April 2, 2017 - 16:54 By Won Ho-jung
Stakes are running high as Kumho Asiana Group gears up for a legal fight over the acquisition of a controlling stake in Kumho Tire, as it continues to demand that creditors allow Chairman Park Sam-koo to form a consortium to fund the purchase.

The main point of conflict currently involves the deadline upon which Park is to specify whether he would move to buy back the 42 percent controlling state that is to be sold to Chinese tire maker Doublestar unless he does. 

On Friday, Park rejected an April 19 deadline set by creditors, citing procedural problems in the acquisition deal.

“Kumho Asiana Group has made it clear that Korea Development Bank‘s offered date of April 19 is not the deadline for exercising right of first refusal,” the company said through a statement. KDB is currently acting as a representative for the shareholders’ association.

Kumho Asiana Group Chairman Park Sam-koo (Kumho Asiana)

The company argues that they have not yet been officially notified of the stock purchase agreement between China’s Doublestar and the creditors signed on March 13. 

Doublestar has offered to buy the stake for 955 billion won ($889.6 million). The signing was announced to Kumho the next day, and to Park on March 15. The company insists it should be given a copy of the SPA for the notification to be official. 

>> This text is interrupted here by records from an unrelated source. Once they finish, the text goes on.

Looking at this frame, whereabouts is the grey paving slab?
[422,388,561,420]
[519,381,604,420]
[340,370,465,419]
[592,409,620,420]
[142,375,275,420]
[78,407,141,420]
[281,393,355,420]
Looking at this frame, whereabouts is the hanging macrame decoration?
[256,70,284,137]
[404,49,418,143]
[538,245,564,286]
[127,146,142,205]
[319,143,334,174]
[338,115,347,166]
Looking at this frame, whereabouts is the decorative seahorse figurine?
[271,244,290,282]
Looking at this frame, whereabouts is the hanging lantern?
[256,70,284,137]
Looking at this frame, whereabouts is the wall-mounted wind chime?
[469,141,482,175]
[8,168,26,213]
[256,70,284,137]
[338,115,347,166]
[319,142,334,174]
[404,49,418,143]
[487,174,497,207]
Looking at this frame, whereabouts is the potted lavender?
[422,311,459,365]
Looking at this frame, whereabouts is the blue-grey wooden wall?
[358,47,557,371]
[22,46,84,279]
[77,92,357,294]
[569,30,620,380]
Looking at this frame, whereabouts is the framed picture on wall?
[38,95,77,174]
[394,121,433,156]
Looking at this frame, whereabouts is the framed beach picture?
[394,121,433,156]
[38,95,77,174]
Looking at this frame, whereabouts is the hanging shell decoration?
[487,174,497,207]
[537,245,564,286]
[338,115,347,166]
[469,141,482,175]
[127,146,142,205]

Park, who holds the right of first refusal on the sale of the tire unit, has 30 days to clarify his position upon notification of the deal between the preferred bidder and creditors.

Park has been vocal in his determination to buy back the company, as he seeks to complete the reconstruction of Kumho Asiana. Pieces of the group including Kumho Tire were handed over to creditors in 2009 as part of a debt restructuring program.

The problem is how he will find the funds to make the purchase.

According to Kumho Asiana, it is impossible for Park to recruit investors for a plan without assurances that the consortium will be permitted. 

Creditors say that Doublestar signed the agreement under the understanding that Park would only be able to block the deal if he funded the purchase using only his personal assets. However, Park claims there is nothing in the original contract that prevents him from forming a consortium of strategic investors to raise the money.

On Tuesday, Kumho Tire’s creditors announced they had officially voted to disallow Park to form a consortium for the acquisition, leaving open the “possibility of another discussion” if Park submitted a “detailed and valid“ payment plan. 

Park is standing his ground, demanding that creditors produce the document it had sent Doublestar outlining the conditions of his right of first refusal, while KDB says that it will only provide the document if compelled by a court to do so. 

Kumho Asiana says that it will decide on legal action against the creditors’ sale to Doublestar based on this document.

Park raised other procedural issues as well on Friday, such as uncertainties over the conditions for Doublestar‘s use of the Kumho brand and adjustments to Kumho Tire’s existing debt obligations.

The spat is escalating as public opinion turns against the deal with Doublestar amid rising tensions between the Korean and Chinese governments over the installment of an anti-missile system here.
 
Although Doublestar has agreed to maintain all existing employee contracts after acquiring the public stake, employees are opposing the deal, saying Kumho Tire’s technology should stay with a Korean company.